— Ces Briseurs dont tu parles — où sont-ils ?
— Voyons… à Tonnefoudre, ne le sais-tu donc pas ? Dans les terres d’ombre. Pourquoi cette question ?
— Par simple curiosité, répondit Susannah.
Et elle crut entendre Eddie : Pose n’importe quelle question à laquelle elle voudra bien répondre. Gaspille la journée. Donne-nous une chance de te rattraper. Elle espérait que Mia ne pouvait lire dans ses pensées, lorsqu’elles étaient séparées ainsi. Si elle le pouvait, ils allaient très probablement tous finir dans la merde jusqu’au cou, sans bouée.
— Revenons à Walter. Tu peux me parler un peu de lui ?

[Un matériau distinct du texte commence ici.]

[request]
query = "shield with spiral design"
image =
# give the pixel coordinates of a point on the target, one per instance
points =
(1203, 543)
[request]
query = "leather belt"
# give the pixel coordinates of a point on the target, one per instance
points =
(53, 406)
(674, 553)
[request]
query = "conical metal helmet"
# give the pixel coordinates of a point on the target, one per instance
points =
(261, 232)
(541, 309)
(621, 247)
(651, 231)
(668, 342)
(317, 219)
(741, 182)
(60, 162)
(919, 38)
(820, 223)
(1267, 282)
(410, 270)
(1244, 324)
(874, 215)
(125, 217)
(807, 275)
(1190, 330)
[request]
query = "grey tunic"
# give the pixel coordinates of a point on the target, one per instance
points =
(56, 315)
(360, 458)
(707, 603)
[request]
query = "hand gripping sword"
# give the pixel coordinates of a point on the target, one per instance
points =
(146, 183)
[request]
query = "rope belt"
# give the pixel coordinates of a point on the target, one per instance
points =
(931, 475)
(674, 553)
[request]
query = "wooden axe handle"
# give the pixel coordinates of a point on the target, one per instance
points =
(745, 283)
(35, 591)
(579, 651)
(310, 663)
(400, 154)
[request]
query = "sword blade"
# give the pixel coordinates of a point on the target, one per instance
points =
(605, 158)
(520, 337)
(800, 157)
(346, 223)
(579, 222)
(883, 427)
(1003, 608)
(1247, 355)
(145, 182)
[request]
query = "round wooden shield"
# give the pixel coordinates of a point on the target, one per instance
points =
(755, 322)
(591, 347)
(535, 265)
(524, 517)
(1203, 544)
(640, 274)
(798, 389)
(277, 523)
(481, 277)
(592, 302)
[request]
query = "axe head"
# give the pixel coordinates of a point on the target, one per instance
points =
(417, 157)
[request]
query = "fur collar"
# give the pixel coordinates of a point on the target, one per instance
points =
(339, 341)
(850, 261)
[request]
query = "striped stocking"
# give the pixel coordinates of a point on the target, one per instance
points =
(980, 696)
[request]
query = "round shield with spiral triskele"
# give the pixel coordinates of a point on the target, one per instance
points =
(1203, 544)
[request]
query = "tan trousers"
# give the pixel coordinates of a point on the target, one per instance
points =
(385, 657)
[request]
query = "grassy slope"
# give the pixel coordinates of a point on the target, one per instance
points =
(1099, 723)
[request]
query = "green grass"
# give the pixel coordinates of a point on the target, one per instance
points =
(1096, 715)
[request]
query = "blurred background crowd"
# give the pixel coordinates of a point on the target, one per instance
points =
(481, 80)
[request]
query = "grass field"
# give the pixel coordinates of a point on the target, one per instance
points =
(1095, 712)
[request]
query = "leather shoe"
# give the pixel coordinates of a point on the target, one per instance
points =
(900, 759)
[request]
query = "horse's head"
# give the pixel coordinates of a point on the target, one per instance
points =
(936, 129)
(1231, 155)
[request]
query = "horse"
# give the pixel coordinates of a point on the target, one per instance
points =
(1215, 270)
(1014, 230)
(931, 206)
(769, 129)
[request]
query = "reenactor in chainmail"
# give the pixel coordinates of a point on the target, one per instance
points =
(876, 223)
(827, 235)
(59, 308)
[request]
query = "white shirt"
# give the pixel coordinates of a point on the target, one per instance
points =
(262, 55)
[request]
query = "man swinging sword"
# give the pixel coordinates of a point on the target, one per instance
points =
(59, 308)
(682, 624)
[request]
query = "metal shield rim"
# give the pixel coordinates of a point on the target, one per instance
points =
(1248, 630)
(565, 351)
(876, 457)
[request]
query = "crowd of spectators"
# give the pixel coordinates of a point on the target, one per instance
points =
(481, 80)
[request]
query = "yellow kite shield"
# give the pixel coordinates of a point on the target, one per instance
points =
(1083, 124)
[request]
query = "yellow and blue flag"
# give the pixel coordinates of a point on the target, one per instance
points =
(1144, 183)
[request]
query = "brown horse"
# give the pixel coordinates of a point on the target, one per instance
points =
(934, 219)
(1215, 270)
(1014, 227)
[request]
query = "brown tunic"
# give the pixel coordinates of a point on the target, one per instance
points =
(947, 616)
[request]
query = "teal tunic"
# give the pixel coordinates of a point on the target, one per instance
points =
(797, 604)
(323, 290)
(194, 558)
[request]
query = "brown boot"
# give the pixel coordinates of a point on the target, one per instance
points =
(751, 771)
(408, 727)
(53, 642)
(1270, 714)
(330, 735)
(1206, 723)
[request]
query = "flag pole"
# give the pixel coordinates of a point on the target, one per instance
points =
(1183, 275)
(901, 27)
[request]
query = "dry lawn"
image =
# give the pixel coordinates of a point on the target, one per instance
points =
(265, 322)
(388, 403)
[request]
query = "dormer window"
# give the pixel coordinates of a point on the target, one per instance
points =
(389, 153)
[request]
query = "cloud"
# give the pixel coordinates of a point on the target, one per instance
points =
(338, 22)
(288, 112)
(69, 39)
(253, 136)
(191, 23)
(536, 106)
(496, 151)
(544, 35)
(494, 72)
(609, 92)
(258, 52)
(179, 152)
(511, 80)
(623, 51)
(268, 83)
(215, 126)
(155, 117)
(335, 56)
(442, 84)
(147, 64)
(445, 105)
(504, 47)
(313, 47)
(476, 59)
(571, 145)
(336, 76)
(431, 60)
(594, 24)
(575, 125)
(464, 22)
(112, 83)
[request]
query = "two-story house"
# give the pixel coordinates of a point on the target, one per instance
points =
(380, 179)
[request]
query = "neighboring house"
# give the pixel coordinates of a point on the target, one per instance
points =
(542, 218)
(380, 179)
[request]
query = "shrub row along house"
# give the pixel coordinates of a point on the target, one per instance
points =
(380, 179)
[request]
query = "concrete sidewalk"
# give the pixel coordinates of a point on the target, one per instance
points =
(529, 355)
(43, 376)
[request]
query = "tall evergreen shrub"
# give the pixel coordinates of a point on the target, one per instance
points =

Mia exprima une réticence à laquelle Susannah ne voulut croire tout à fait. Depuis combien de temps Mia n’avait-elle pas eu une oreille disposée à écouter les récits qu’elle était prête à faire ? Pour Susannah, la réponse était : probablement une éternité ; elle n’avait même sans doute jamais été écoutée. Et ces questions que posait Susannah, les doutes qu’elle formulait… ils avaient bien dû traverser l’esprit de Mia. Elle avait dû les bannir immédiatement, les considérer comme blasphématoires, mais allons, quand même, elle était loin d’être stupide. Sauf si l’obsession pouvait rendre stupide. Susannah se dit qu’on pouvait plaider en faveur de cette hypothèse.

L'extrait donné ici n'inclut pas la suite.